John was born on the 2nd of October 1927 in Yenda, a small country town 15km east of Griffith, in the Riverina District.
John’s father Felix was born in Calcutta. He joined the English army at the age of 15 and was shipped to the Boer war as a bugler. At the outbreak of the Great War in 1914, John’s father was one of the first to enlist.
Being one of the Anzacs, Felix Benyon took part in the Gallipoli campaign, where he was severely wounded. This injury resulted in the amputation of his leg below the knee some years later. John’s respect and love for the Australian armed services was greatly influenced by his father’s and his own army career.
At the age of two, the family moved to a small shop in Gladesville. Later a home was built in Ryde, where John lived until he was married.
When John was 16 years, his father approached his war-time Colonel, Mr Graham Sand, for a job for his son. John became an apprentice in John Sands Ltd, a printing company.
John’s speciality was in the art of ‘zinc plate etching’, which became the printing plates for the printing presses. During WW2, many of the highly secret maps and code books, used in the Pacific war, originated in that section.
Often John would work late into the night. That he was collected to and from work by armed sailors, showed how vital that job was. John loved to relate… one evening late at home, there was a knock at the door and a jeep with armed sailors had come to bring John, post haste to work.
An American plane, carrying sensitive new code book’s, had been shot down. In fear that the Japanese could get hold of them, these needed to be reprinted quickly in a different code.
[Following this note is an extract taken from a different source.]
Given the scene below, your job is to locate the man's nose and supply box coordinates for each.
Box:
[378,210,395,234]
When the job was done, ‘somehow’ there was no army transport available to bring these to a waiting seaplane.
The apprentice John (who would not be noticed in his work clothes), as a 17-year-old, with a brown paper parcel, was asked to take the tram and deliver these highly secret documents to a waiting plane in Rushcutters Bay.
From starting his work at John Sands as an apprentice, John worked his way up to becoming the CEO of the company with over 2,000 employees.
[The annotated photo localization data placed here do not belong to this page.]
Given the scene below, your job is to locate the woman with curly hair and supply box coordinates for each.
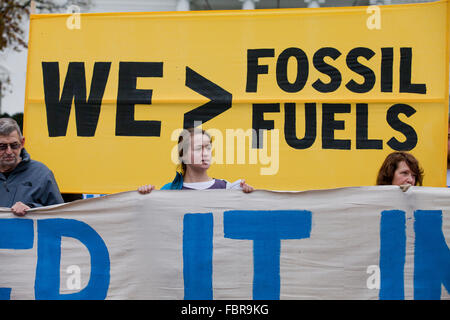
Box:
[376,151,424,186]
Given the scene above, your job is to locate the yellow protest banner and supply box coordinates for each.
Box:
[24,1,449,193]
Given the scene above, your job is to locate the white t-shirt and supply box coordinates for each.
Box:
[182,179,243,190]
[447,169,450,187]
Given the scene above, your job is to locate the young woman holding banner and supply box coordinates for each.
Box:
[376,151,424,187]
[138,127,254,193]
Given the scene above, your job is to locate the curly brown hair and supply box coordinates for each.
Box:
[376,152,424,186]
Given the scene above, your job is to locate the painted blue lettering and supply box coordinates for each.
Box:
[0,219,34,300]
[183,213,213,300]
[414,210,450,300]
[379,210,406,300]
[223,210,312,300]
[34,219,110,300]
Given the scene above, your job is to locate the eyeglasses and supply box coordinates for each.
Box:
[0,143,21,151]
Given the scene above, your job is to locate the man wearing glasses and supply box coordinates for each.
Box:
[0,118,63,216]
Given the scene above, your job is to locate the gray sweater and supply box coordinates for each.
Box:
[0,149,63,208]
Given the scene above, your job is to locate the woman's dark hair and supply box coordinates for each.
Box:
[177,127,211,176]
[376,151,424,186]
John joined the regular army in August 1954 as a Lieutenant for a short period until February 1956. After leaving the army, John joined the Army Reserve and resigned from the force with the rank of Captain.
John met his lovely wife Helen at Presbyterian Church functions. Helen was the Minister’s daughter, they married in April 1949. After a few moves, they bought their 100-year Heritage home in Kenthurst, where they lived until 2019, when they moved into the Veterans Age Care facilities in Galston.
For all who knew John well, it would have been difficult to imagine a world without him. John had that rare magnetic personality. Whenever you saw John, he was surrounded by people.
John was a straight talker. You never doubted what he meant. In any discussion, or (better still as far as John was concerned) a debate or argument, John would hold up his part well, spliced and spiced with colourful Australian idioms.
In his retirement, John decided the dedicate his spare time to help the Kenthurst community. John’s efforts and initiatives included:
His dedication towards the preservation and maintenance of the heritage-listed Literary Institute Buildings.
His determination with constant and arduous effort to fully maintain the Kenthurst swimming pool for the benefit of the local community.
His unwavering effort to maintain the park in as much a pristine condition as possible for all to enjoy.
Introduced the flag raising ceremony on Australia Day at Kenthurst Park.
Established the Monument of Remembrance and initiated the well-attended Anzac Day Ceremony.
Expanded and maintained the popular children’s playground in the park.
Initiated many improvements in the park, to the BBQs, footpath, water bubblers, seatings, porticos, tables and benches, basketball court, etc.
John was chosen “Citizen of The Year” by the then Baulkham Hills Council in the early 1990s. In 2014 John was awarded his OAM in recognition of his 30 years of outstanding selfless dedication in helping his local community.
John was a dedicated Kenthurst Rotarian for 38 years and was awarded the prestigious Paul Harris Award.